アラル海水路とは?
あらるかいすいろ
アラル海水路とは、中央アジアのアラル海流域に張り巡らされた農業用灌漑水路の総称です。
アラル海水路は、カザフスタンとウズベキスタンにまたがるアラル海周辺地域に建設・整備された灌漑用水路の総称です。その歴史はソ連時代に本格化し、アムダリヤ川およびシルダリヤ川から農地へ水を引くため、大規模な水路網が敷かれました。

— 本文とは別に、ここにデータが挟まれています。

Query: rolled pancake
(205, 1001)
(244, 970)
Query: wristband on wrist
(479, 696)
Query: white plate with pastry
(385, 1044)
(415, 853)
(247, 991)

これらの水路は主に綿花や米などの農業生産を支えることを目的として建設されましたが、過剰な取水が引き起こした環境問題は深刻です。大量の農業用水がアラル海に注ぐ河川から引き取られた結果、アラル海は20世紀後半から急激に縮小し、湖面積は最盛期の1割以下にまで減少した地域もあります。
水路整備の問題点として、以下の点が挙げられます。
- 老朽化した水路からの漏水による水損失
- 過剰灌漑による土壌塩類集積(塩害)
- 排水不良による農地の湛水・荒廃
- 河川流量の減少によるアラル海縮小
現在は国際社会や関係国政府による水管理改善の取り組みが進められており、水路の修復・効率化が環境回復の鍵とされています。アラル海水路は、大規模灌漑が引き起こした環境破壊の象徴的事例として、世界の水資源管理や環境政策の議論で頻繁に取り上げられます。
使い方・例文
環境学や地理学の教科書では、アラル海水路はソ連型農業政策と大規模灌漑が招いた環境破壊の代表例として登場します。